Let’s Learn Japanese – an illustrated dictionary with over 1500 Japanese words


#1

[Permalink]


#2

Nice idea but I think some of the sample definitions are taken from either an old or slightly off dictionary set as I notice some unusual translations in the clothing and post office/bank pages. For example, the words used for dress are not common/right. No one says ドレス they say ワンピース and 服 could mean dress but really means clothes in general. The checkbook example which makes sense to Americans makes no sense here. Checks arent used in Japan and no one will know what you are talking about. But anyway, love the idea.


#3

one-piece huh? languages are weird.


#4

Checks aren’t used in America either.

This book is adorable - it reminds me of Richard Scarry. My son is learning Japanese right now and he just might need this!


#5

I would like to learn Japanese from this guy who appeared in Breaking Bad.


He seems quite fluent.


#6

Checks used to be common in the US anyway but not even the old people I know here have ever used a checkbook.


#7

Weird. I still get stuck behind people who use them in retail stores. Most recently last week at Whole Foods.

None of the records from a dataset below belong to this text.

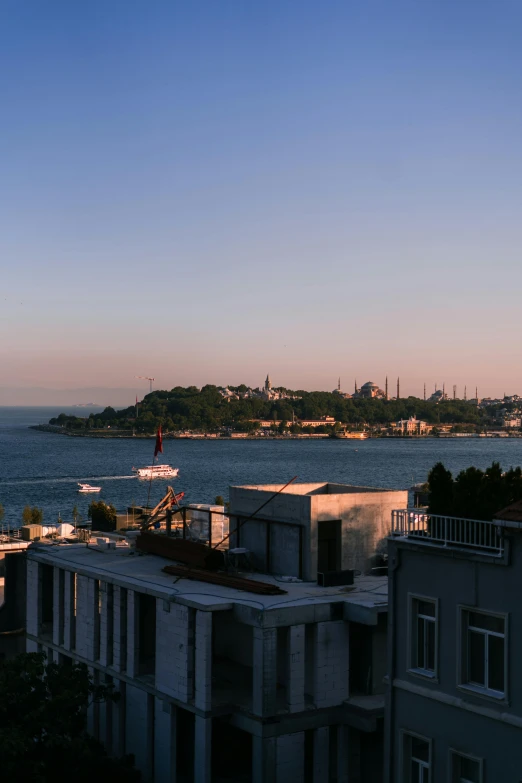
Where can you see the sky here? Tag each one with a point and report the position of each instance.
(205, 192)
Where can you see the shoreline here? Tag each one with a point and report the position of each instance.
(55, 430)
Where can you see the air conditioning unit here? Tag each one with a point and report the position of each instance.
(335, 578)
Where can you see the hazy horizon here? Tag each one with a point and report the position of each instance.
(205, 192)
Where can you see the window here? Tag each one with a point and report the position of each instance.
(483, 660)
(416, 759)
(423, 650)
(465, 769)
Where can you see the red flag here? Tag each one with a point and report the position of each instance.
(159, 443)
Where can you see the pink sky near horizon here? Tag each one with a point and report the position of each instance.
(326, 193)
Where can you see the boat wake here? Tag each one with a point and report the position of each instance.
(59, 480)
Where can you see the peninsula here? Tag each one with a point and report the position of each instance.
(243, 412)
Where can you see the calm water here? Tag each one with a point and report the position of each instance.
(41, 469)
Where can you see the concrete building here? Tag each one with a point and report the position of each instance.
(219, 684)
(413, 426)
(311, 528)
(454, 707)
(12, 593)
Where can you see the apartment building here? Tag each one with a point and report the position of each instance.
(454, 707)
(219, 683)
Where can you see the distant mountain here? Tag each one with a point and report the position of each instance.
(39, 395)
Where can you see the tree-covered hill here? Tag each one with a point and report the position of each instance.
(206, 410)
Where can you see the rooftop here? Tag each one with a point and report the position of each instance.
(306, 601)
(318, 488)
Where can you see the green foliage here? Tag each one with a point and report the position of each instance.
(206, 410)
(101, 513)
(43, 735)
(474, 494)
(440, 482)
(32, 516)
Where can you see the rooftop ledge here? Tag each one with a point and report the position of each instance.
(472, 535)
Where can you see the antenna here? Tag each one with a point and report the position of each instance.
(146, 378)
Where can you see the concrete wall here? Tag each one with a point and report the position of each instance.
(366, 521)
(495, 742)
(487, 586)
(232, 639)
(175, 650)
(437, 708)
(365, 514)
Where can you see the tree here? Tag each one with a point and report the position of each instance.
(102, 515)
(43, 734)
(440, 482)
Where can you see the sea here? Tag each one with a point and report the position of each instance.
(43, 469)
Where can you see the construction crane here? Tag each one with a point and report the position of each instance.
(145, 378)
(166, 503)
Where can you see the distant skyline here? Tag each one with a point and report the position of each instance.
(125, 396)
(203, 192)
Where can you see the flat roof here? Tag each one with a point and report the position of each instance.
(316, 488)
(362, 602)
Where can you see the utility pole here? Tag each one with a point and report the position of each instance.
(146, 378)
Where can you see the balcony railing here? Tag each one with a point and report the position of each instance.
(470, 534)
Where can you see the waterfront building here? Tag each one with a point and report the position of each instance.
(12, 592)
(220, 683)
(369, 391)
(413, 426)
(454, 706)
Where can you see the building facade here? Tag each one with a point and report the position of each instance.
(454, 707)
(217, 683)
(413, 426)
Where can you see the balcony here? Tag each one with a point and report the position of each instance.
(473, 535)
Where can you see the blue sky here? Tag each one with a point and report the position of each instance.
(206, 191)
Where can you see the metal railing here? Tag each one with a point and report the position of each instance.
(471, 534)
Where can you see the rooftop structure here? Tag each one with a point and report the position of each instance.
(312, 528)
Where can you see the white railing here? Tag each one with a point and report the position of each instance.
(470, 534)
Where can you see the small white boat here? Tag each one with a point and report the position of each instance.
(156, 471)
(88, 488)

I also still use them to pay my rent. The management companies web site is atrocious. No way I’m trusting payments through it.


#8

For clarity sake, I should have specified “old people” as “old people here in Japan”.


#9

I stand corrected then. I probably should have parsed that from your original post.


#10

It’s a nice idea, but relying on romaji in the early stages of learning will do you more harm than good in the long run. The book has kanji, but doesn’t even offer the ofurigana, making the learner feel even more reliant on romaji.


#11

Checks (小切手) aren’t used in Japan, but I have never met a Japanese person who was unfamiliar with the word 小切手. I understand that they were used by corporations for transferring large amounts of money before wire transfers became common and, although personal checks are virtually unheard of, the concept is fairly easy to understand.


#12

I’m not saying that 小切手 don’t exist but rather that it is just very rare(1). Bank transfer (振込 “furikomi”) has been a function on ATMs here since they were introduced in the 70s and has been used by individuals and small businesses consistently. Medium and large businesses who prefer to have the bank paperwork just use a furikomi form from their bank. Many banks even today will send out someone to collect these forms to their more active customers.

  1. There are intact visual samples on the web.

#13

This topic was automatically closed after 5 days. New replies are no longer allowed.